Don’t mistake him for an ungrateful man, he truly did appreciate the assistance Dirthamen had lent them in the past, but his hatred of the Evanuris stood even if Dirthamen was the more tolerable of the lot. When he wasn’t in a mood. Therein lay the problem, still, did it not? Nobody should have had the power to impart misery upon thousands because of a bad mood. Right now, however, he was no god, he had no crown, no throne, and certainly had been a whole heck of a lot more proactive in assisting the city elves as compared to a certain gloomy someone.
A small voice whispered for compassion, for understanding, for faith restored in his old friend.
Felassan, however, had no interest in taking up the Dread Wolf’s mantle of sweeping aside hurts done to him because his friend was ‘having a rough time.’
“The Poodle, then?” Anaris pressed.
“He’s a fool, not a god.” Felassan grabbed his staff once more and leaned against it. “No, no, I’m in service to no gods. You know my words as truth. I have no reason to lie to you, anyhow. There’s no point.”
“And the Forgotten?” Anaris slithered once more, eyeing him. “Am I supposed to believe you don’t hold any animosity towards us?”
“Oh, I very much do. My hatred is alive and thriving for your little club as well, don’t you fret. I can hate simultaneously. I pride myself on my adaptability.” Felassan paced as well, keeping Anaris in the corner of his eye. “And we aren’t trapped here forever, so long as neither of us are fatally wounded. You’ll be free to go once someone wakes me. I trust we can both be civil until then.”
They circled each other, assessing, considering. Anaris at least looked more at ease than earlier, Felassan’s words ringing with truth. How fascinating that he trusted hatred more than reassurances.
“Your name?” Anaris asked.
“Felassan.”
“That’s a stupid name.”
“That hurts, Rissy.”
Anaris raised a brow and stopped slithering. “Rissy?”
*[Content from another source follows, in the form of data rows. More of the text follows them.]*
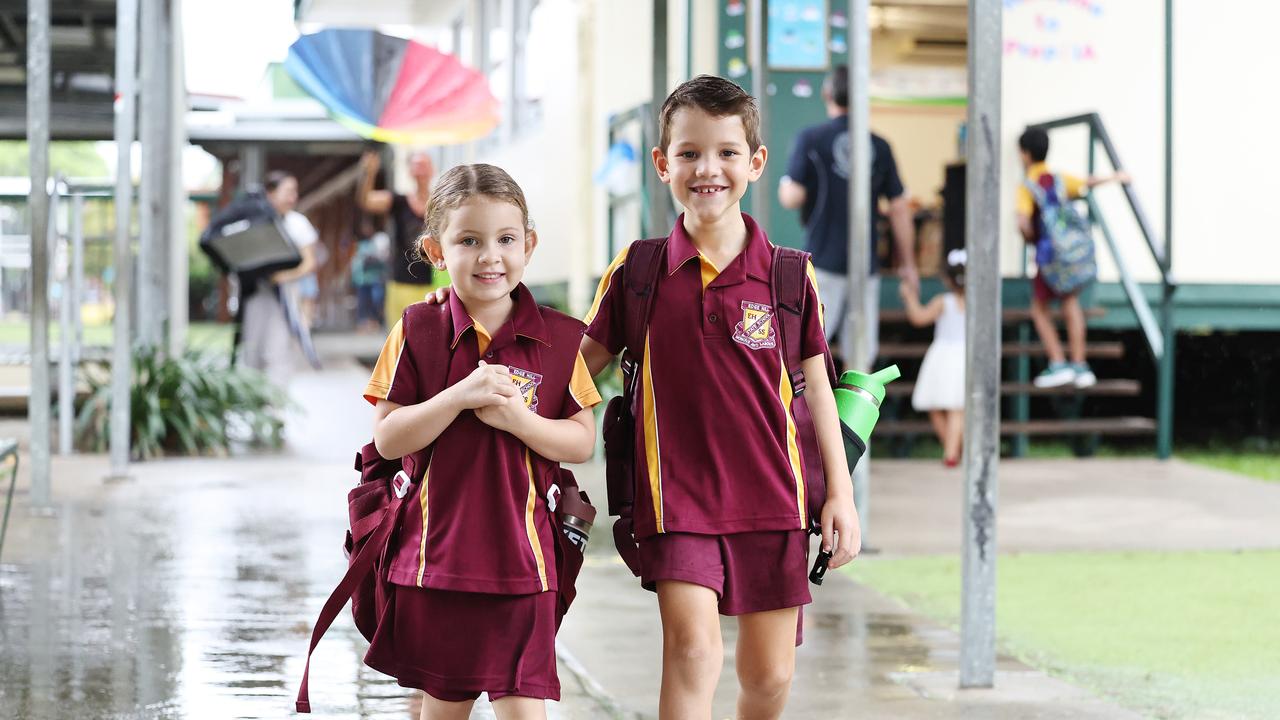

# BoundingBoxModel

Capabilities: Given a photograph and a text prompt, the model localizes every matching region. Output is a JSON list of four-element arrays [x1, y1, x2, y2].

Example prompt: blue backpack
[[1023, 174, 1098, 295]]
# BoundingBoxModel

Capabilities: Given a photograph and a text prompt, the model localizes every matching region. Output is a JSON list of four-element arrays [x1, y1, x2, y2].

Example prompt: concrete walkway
[[0, 341, 1280, 719]]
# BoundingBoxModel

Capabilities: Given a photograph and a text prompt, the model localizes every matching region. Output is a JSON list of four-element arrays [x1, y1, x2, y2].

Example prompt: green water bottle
[[835, 365, 902, 471]]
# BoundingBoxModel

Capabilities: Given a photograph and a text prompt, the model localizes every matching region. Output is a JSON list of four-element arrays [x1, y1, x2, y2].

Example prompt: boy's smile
[[653, 108, 768, 223]]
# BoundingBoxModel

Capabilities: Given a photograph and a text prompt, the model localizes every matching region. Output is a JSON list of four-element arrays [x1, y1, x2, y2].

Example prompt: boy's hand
[[422, 286, 449, 305], [822, 492, 863, 569], [452, 360, 524, 410], [476, 379, 532, 434]]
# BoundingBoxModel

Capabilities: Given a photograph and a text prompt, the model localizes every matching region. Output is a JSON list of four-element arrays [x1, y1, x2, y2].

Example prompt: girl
[[897, 250, 965, 468], [365, 164, 600, 720]]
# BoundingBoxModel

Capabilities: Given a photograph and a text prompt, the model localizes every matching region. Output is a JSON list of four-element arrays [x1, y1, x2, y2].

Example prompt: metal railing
[[1032, 113, 1178, 459]]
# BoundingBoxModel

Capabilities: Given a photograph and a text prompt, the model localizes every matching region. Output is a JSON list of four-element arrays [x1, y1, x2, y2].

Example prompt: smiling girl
[[365, 164, 600, 720]]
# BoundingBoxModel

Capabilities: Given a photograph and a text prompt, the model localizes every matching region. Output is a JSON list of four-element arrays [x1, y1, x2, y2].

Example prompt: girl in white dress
[[899, 250, 965, 468]]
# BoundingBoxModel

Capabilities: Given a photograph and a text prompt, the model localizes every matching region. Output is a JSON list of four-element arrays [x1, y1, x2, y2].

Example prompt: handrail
[[1030, 113, 1178, 284]]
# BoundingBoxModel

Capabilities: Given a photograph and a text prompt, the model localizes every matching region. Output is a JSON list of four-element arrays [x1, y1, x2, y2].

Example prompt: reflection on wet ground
[[0, 461, 416, 719]]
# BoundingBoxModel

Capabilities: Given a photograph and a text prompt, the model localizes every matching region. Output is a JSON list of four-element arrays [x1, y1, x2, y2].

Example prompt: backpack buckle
[[392, 470, 413, 500]]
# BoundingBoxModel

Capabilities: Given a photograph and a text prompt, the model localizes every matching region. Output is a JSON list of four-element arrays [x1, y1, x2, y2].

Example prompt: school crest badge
[[733, 300, 778, 350], [509, 368, 543, 413]]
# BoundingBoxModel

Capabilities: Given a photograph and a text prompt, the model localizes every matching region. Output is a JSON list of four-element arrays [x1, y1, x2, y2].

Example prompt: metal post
[[110, 0, 138, 478], [27, 0, 51, 511], [166, 3, 191, 357], [136, 0, 169, 347], [960, 0, 1001, 688], [746, 0, 773, 224], [58, 195, 83, 455], [840, 0, 872, 542], [1156, 0, 1178, 460], [644, 0, 672, 236]]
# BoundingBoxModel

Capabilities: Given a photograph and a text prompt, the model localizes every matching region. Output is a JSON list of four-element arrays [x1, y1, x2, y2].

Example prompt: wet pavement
[[0, 345, 1172, 720]]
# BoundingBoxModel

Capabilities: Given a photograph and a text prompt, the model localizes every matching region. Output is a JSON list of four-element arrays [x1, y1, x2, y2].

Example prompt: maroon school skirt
[[365, 585, 559, 702]]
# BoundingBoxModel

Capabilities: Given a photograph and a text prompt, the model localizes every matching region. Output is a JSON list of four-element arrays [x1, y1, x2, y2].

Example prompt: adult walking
[[356, 150, 448, 327], [239, 170, 320, 387], [778, 65, 919, 363]]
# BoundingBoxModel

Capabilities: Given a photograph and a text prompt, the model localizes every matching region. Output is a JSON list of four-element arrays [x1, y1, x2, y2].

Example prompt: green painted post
[[1156, 0, 1178, 460]]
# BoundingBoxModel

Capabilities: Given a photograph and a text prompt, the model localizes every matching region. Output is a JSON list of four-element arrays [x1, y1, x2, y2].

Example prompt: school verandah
[[0, 336, 1280, 719]]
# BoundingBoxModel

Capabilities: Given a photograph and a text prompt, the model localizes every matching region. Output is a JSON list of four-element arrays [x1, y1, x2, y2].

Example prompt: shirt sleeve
[[584, 246, 630, 355], [787, 132, 814, 191], [800, 260, 827, 359], [564, 352, 602, 418], [365, 319, 419, 405]]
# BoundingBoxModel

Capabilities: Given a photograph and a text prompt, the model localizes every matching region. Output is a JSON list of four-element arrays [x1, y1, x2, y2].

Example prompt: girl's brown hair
[[417, 163, 534, 260]]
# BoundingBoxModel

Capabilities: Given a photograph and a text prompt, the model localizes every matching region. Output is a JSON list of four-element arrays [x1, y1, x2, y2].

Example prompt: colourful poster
[[768, 0, 828, 70]]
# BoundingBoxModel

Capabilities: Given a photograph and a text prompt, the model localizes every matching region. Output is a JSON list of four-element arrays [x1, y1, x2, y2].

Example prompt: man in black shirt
[[778, 65, 919, 363], [356, 150, 448, 328]]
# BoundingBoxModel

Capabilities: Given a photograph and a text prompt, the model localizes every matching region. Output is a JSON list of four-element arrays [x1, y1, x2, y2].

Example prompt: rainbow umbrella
[[284, 29, 498, 145]]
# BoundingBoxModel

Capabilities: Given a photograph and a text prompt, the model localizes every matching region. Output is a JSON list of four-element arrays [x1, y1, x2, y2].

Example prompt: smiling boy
[[582, 76, 861, 719]]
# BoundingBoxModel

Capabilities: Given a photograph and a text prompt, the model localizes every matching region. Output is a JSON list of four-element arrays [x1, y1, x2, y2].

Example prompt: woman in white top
[[899, 250, 965, 468], [241, 170, 320, 387]]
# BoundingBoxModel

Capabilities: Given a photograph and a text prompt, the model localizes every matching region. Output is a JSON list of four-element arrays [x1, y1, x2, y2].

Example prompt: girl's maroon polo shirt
[[365, 284, 600, 594]]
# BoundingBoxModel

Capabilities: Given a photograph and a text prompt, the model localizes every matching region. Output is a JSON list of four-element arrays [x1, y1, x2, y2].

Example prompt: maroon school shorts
[[640, 530, 813, 615], [365, 585, 559, 702]]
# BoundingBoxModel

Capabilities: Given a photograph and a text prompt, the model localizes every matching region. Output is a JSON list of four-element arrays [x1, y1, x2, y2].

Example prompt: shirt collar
[[449, 283, 550, 350], [667, 213, 773, 286]]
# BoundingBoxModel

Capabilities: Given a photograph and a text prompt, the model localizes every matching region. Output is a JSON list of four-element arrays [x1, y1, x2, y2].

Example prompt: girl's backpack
[[297, 302, 595, 712], [1023, 174, 1098, 295]]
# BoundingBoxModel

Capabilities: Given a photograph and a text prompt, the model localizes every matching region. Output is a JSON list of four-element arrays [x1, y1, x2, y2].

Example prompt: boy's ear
[[525, 231, 538, 263], [746, 145, 769, 182], [422, 236, 444, 270], [652, 147, 671, 184]]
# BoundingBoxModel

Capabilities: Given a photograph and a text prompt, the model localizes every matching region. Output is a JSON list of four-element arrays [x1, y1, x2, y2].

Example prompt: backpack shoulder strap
[[769, 245, 836, 396], [622, 237, 667, 365]]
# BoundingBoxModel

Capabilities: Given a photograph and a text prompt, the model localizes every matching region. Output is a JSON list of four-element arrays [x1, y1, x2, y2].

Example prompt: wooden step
[[874, 418, 1156, 437], [881, 307, 1107, 325], [884, 379, 1142, 397], [878, 342, 1124, 360]]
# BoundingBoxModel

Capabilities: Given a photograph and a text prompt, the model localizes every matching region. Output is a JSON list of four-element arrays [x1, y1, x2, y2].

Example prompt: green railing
[[1032, 113, 1178, 459]]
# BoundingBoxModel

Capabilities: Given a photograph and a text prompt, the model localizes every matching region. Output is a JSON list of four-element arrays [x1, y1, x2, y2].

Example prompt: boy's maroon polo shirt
[[365, 284, 600, 594], [586, 214, 827, 538]]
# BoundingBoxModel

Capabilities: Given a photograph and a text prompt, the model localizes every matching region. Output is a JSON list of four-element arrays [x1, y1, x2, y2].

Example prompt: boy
[[582, 76, 861, 719], [1018, 128, 1129, 388]]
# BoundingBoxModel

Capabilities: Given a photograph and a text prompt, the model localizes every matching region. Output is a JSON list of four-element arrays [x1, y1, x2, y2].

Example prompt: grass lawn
[[847, 551, 1280, 719]]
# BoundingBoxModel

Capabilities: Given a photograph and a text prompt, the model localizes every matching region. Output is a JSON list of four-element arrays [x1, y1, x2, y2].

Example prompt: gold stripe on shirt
[[416, 460, 431, 587], [582, 245, 631, 325], [644, 333, 667, 533], [804, 260, 827, 329], [525, 447, 548, 592], [778, 363, 809, 530]]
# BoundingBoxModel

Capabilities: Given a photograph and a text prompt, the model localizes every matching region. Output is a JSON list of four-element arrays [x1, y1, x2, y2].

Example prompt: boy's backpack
[[297, 302, 595, 712], [604, 237, 836, 577], [1023, 176, 1098, 295]]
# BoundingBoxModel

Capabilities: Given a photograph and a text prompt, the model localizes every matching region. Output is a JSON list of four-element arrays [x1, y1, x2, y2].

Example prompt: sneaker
[[1071, 363, 1098, 388], [1032, 363, 1075, 387]]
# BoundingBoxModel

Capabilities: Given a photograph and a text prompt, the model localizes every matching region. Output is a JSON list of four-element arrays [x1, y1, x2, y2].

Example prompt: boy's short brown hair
[[658, 76, 763, 152]]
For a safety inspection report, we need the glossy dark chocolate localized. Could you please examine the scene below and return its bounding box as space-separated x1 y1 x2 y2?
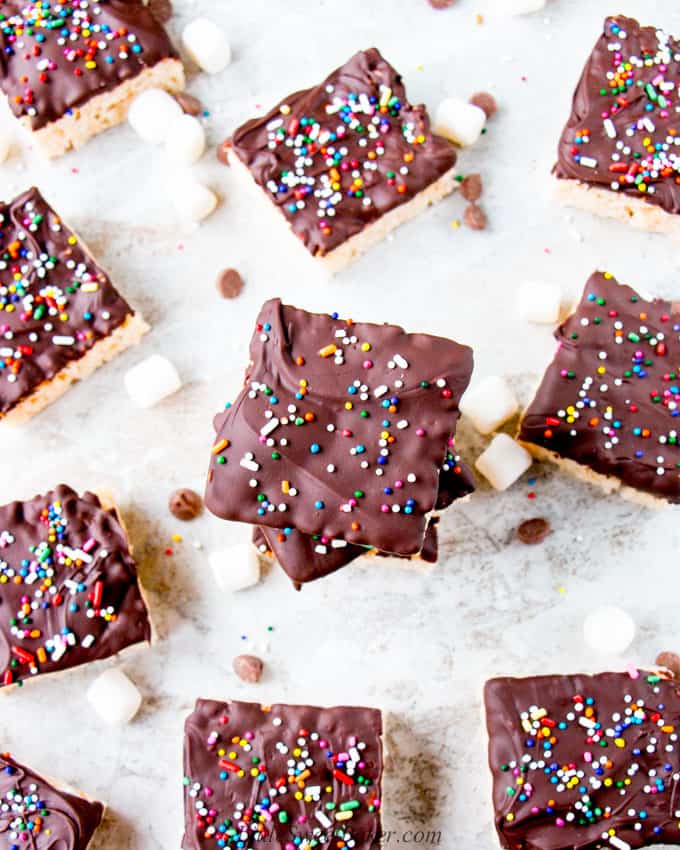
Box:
485 671 680 850
0 753 104 850
253 456 474 584
520 272 680 502
0 0 176 130
0 190 133 418
231 48 456 256
0 485 151 687
206 300 472 555
555 15 680 214
182 700 383 850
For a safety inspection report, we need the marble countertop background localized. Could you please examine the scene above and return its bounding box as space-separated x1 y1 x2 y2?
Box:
0 0 680 850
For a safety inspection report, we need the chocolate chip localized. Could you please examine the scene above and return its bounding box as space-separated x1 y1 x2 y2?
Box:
517 517 550 546
216 139 231 165
460 174 482 201
215 269 243 298
463 204 487 230
175 92 204 117
168 487 203 522
470 91 498 118
148 0 172 24
232 655 264 684
656 652 680 679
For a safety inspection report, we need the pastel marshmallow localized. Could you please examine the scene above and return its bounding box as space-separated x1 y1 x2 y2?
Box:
460 375 519 434
475 434 532 490
583 605 637 655
125 354 182 408
165 114 205 165
171 178 217 222
182 18 231 74
208 543 260 593
518 281 562 325
432 97 486 146
87 669 142 726
128 89 183 145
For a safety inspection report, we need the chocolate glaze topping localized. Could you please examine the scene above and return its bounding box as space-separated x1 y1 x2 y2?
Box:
182 700 383 850
555 15 680 214
520 272 680 502
0 0 177 130
231 48 456 256
206 300 472 555
253 456 474 584
0 484 151 687
485 671 680 850
0 190 133 418
0 753 104 850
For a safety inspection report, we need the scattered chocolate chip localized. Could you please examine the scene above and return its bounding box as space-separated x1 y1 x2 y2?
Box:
517 517 550 546
232 655 264 684
656 652 680 679
460 174 482 201
216 269 243 298
148 0 172 24
217 139 231 165
463 204 487 230
168 487 203 522
470 91 498 118
175 91 204 117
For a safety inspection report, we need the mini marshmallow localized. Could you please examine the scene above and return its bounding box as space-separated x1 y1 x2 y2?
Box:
432 97 486 145
583 605 636 655
497 0 545 15
125 354 182 408
519 281 562 325
165 114 205 165
208 543 260 593
460 375 519 434
182 18 231 74
475 434 532 490
171 178 217 222
128 89 183 145
87 669 142 726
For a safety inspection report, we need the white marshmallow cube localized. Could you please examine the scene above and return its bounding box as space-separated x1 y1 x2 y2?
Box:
583 605 636 655
87 669 142 726
475 434 532 490
208 543 260 593
496 0 545 15
519 281 562 325
0 132 12 165
165 114 205 165
460 375 519 434
125 354 182 408
171 179 217 222
128 89 183 145
432 97 486 145
182 18 231 74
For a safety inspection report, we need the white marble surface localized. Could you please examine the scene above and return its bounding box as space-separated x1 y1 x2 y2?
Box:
0 0 680 850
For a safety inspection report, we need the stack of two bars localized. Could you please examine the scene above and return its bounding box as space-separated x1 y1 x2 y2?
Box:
206 300 473 583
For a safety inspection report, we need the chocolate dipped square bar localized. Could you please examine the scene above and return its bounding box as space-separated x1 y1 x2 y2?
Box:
0 0 184 157
0 753 104 850
554 15 680 236
0 189 149 424
206 299 472 555
225 48 456 271
0 485 151 688
484 671 680 850
519 272 680 504
253 447 475 589
182 699 383 850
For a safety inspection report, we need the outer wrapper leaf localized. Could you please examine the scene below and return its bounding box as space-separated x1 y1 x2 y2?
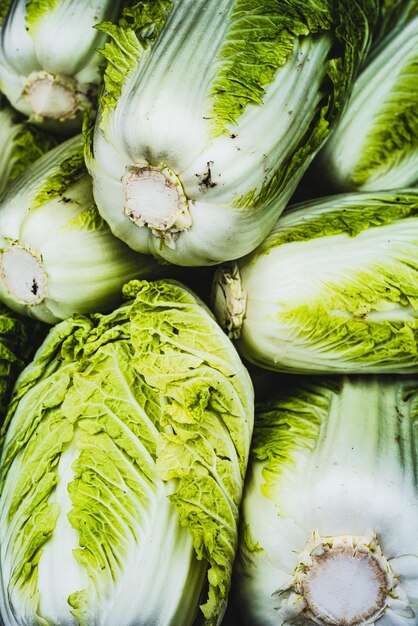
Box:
213 190 418 373
0 135 170 324
0 281 253 626
86 0 377 265
316 7 418 191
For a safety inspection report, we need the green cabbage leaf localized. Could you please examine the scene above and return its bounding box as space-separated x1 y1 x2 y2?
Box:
0 281 254 626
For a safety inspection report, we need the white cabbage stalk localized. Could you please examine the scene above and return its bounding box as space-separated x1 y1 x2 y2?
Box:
0 94 57 194
233 376 418 626
86 0 376 266
0 0 120 131
0 281 254 626
212 190 418 373
0 135 167 323
317 13 418 191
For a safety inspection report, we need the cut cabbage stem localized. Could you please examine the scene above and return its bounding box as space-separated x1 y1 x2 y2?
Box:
275 534 413 626
23 72 81 121
212 262 247 339
0 244 47 304
122 164 192 248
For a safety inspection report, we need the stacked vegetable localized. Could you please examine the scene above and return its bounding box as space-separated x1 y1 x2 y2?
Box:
0 0 418 626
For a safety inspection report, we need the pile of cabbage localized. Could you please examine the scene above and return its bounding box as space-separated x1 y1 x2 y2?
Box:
0 0 418 626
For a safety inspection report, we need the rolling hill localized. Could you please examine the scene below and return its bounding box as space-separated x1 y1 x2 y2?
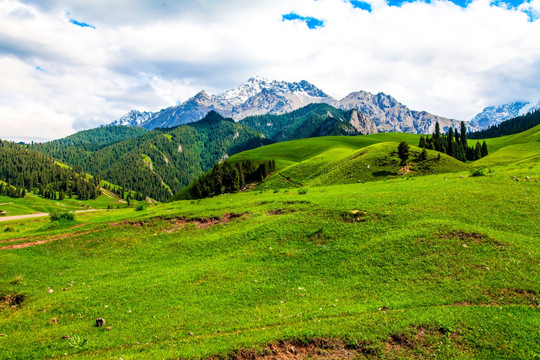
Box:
0 123 540 360
240 104 377 142
230 133 470 188
30 111 268 201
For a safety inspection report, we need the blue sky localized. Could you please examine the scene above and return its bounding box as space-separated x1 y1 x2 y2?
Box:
0 0 540 140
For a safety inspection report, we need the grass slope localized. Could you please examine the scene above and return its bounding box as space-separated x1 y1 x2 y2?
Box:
0 162 540 359
231 133 469 189
473 125 540 169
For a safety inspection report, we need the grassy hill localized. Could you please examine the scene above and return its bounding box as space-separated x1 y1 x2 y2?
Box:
0 126 540 359
0 162 540 359
230 133 470 189
240 104 375 142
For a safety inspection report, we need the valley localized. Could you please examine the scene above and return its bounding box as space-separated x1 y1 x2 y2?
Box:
0 120 540 359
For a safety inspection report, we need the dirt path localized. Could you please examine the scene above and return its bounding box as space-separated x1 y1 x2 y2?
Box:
0 209 103 222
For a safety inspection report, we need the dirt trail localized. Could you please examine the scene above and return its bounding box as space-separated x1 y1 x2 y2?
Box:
0 229 99 250
0 209 103 222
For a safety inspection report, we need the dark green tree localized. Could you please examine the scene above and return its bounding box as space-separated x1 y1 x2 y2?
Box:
398 141 410 166
482 141 488 157
460 121 467 149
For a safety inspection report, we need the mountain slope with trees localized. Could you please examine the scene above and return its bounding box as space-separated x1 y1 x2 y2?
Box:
30 111 269 201
240 104 377 142
0 141 100 200
468 109 540 139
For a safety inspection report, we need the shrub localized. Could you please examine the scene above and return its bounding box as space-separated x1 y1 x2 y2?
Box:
49 210 75 221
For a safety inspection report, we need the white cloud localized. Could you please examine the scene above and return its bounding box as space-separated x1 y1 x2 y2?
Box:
0 0 540 139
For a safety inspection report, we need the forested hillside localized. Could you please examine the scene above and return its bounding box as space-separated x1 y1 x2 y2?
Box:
240 104 376 142
0 141 100 200
30 111 269 201
468 109 540 139
28 126 148 169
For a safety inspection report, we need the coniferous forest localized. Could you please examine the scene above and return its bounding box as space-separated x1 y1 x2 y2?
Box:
31 111 271 201
171 160 276 200
418 121 488 161
0 141 100 200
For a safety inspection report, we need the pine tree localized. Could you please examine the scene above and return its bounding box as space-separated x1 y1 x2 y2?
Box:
461 121 467 149
482 141 488 157
446 128 454 156
419 148 427 161
398 141 410 166
474 141 482 160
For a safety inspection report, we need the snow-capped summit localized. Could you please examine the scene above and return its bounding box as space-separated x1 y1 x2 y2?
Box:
107 76 466 134
470 101 540 129
109 110 154 126
213 76 329 107
107 76 335 129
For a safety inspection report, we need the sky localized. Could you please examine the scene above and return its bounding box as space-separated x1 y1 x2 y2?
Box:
0 0 540 142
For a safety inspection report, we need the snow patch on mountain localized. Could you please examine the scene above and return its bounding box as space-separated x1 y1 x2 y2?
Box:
109 110 154 126
470 101 528 129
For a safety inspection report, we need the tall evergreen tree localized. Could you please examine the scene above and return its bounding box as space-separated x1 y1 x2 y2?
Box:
482 141 488 157
398 141 410 166
460 121 467 149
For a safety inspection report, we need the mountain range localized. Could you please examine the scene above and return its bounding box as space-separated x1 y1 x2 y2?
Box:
109 76 540 134
110 77 459 134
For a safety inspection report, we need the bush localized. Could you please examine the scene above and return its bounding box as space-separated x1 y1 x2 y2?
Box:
49 210 75 221
471 168 486 177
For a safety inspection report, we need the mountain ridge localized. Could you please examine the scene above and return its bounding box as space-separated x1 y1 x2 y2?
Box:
109 76 460 134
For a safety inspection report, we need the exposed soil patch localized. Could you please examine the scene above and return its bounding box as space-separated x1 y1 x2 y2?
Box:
0 294 26 309
160 212 248 234
207 327 460 360
309 228 331 245
208 339 374 360
438 231 508 248
0 230 99 250
453 289 540 307
384 326 456 359
341 210 381 223
268 209 295 215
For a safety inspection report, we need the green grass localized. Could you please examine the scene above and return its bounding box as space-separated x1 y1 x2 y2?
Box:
0 128 540 359
0 188 149 217
0 162 540 359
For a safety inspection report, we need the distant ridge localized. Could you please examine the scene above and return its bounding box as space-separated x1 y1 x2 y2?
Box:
110 76 459 134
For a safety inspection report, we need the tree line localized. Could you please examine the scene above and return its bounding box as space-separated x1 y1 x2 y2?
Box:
173 160 276 200
0 140 101 200
418 121 488 161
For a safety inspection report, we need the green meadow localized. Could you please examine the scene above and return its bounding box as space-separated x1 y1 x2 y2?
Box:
0 127 540 359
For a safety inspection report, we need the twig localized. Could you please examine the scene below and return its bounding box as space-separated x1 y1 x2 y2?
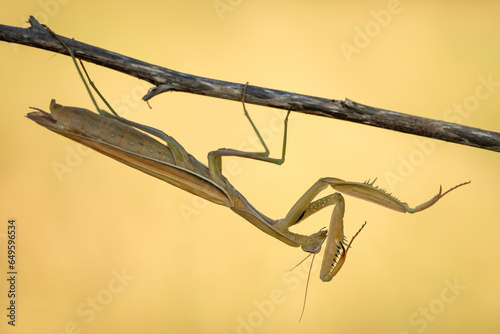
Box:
0 16 500 152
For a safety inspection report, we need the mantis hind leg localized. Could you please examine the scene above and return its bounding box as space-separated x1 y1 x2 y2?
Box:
43 25 118 117
208 82 290 182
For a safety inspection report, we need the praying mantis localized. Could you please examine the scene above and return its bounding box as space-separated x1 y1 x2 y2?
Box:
27 27 470 288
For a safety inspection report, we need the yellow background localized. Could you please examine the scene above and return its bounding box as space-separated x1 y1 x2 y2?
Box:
0 0 500 334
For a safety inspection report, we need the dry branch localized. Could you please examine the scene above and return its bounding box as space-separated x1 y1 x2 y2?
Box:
0 17 500 152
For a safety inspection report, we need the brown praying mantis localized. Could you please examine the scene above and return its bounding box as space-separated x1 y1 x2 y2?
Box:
27 27 470 282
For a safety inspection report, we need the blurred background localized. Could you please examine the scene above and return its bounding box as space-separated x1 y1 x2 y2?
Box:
0 0 500 334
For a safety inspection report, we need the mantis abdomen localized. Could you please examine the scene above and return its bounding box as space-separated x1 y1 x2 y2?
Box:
50 101 175 163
“Hissy Rissy,” Felassan said, switching to Common. It was imperative for the rhyme. He grinned at Anaris’ put-upon look. “No takers? Ana Banana?”
“How about you shut the fuck up, Fel-ass-an?”
“Low-hanging fruit.”
Anaris’ scales bristled again and Felassan waved a placating hand.
“Alright, alright, we aren’t on a nickname-basis. I’ll drop the matter.”
The scales smoothed over again and Anaris’ shoulders relaxed. A begrudging air of calm settled between them and Felassan’s own tension seeped away, little by little.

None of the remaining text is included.